Be prepared for downstream failures by implementing the Circuit Breaker pattern

When building distributed applications we need to make sure that when we talk to a remote services or our microservices talk to each other we can handle downstream call failures and either recover automatically or gracefully degrade our own service instead of failing outright.

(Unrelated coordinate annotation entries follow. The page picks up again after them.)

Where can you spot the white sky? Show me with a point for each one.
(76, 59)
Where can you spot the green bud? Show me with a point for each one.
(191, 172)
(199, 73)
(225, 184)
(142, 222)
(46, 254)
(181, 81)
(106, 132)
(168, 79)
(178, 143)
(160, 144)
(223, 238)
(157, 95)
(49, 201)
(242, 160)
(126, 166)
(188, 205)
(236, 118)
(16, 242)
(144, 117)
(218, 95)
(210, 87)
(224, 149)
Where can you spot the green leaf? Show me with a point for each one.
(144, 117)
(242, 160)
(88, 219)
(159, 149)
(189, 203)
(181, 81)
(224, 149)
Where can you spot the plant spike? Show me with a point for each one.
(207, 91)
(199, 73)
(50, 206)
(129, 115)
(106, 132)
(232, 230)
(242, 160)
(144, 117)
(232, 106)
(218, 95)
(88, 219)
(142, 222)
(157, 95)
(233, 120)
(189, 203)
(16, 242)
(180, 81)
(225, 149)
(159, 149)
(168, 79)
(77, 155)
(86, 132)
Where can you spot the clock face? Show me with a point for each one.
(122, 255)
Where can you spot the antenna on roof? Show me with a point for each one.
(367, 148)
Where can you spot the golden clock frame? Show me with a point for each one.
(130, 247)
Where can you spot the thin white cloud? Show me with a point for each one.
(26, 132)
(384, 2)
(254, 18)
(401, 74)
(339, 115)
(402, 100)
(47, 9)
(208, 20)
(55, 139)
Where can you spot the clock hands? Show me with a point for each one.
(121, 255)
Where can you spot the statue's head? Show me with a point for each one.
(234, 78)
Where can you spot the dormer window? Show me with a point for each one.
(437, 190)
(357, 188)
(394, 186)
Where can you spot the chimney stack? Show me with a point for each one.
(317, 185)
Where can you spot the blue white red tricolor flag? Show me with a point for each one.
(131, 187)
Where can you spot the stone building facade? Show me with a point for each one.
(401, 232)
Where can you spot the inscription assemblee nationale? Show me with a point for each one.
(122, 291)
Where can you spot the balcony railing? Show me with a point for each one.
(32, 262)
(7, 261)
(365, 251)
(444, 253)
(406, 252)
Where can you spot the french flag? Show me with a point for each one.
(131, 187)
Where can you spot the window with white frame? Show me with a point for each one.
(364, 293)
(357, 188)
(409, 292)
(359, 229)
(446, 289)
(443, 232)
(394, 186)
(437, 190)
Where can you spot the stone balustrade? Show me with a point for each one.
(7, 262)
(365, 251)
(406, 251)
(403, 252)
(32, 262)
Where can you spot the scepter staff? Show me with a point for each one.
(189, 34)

There are two types of downstream failures. Those that are transient in nature (such as network glitches) and auto correct themselves. We've learned to tackle them with the Retry strategy. The other type is long lasting failures when we can tell that a remote service is experiencing problems that are not likely to go away fast enough. We want to give the failing service a break by not sending requests to it for a certain period of time and at the same time we want to continue functioning by falling back to caches or alternate data source or even degrading our functionality. This is achieved by implementing the Circuit Breaker pattern.

It's important to be able to recognize the second type of failures. These are normally 50x responses but it can also be for instance HTTP 429 (Too Many Requests) when the remote service is throttling clients.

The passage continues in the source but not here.